Finding path motifs in large temporal graphs using algebraic fingerprints
This work addresses pattern-detection challenges in applications like tourism recommendations and financial fraud detection, though it is incremental as it builds on existing algebraic methods for graph problems.
The authors tackled the problem of detecting specific color patterns in large temporal graphs, which is NP-hard, and developed an algebraic-algorithmic framework that scales to graphs with up to a billion edges for queries with five colors, extracting optimum solutions in under eight minutes for real-world datasets.

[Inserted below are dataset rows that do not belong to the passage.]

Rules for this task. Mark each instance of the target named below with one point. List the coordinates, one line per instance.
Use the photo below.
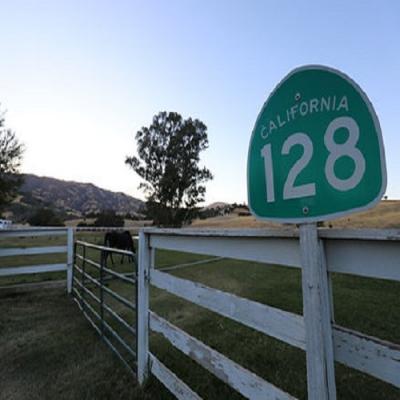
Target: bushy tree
(10, 160)
(45, 217)
(168, 161)
(109, 218)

We study a family of pattern-detection problems in vertex-colored temporal graphs. In particular, given a vertex-colored temporal graph and a multiset of colors as a query, we search for temporal paths in the graph that contain the colors specified in the query. These types of problems have several applications, for example in recommending tours for tourists or detecting abnormal behavior in a network of financial transactions. For the family of pattern-detection problems we consider, we establish complexity results and design an algebraic-algorithmic framework based on constrained multilinear sieving. We demonstrate that our solution scales to massive graphs with up to a billion edges for a multiset query with five colors and up to hundred million edges for a multiset query with ten colors, despite the problems being NP-hard. Our implementation, which is publicly available, exhibits practical edge-linear scalability and is highly optimized. For instance, in a real-world graph dataset with more than six million edges and a multiset query with ten colors, we can extract an optimum solution in less than eight minutes on a Haswell desktop with four cores.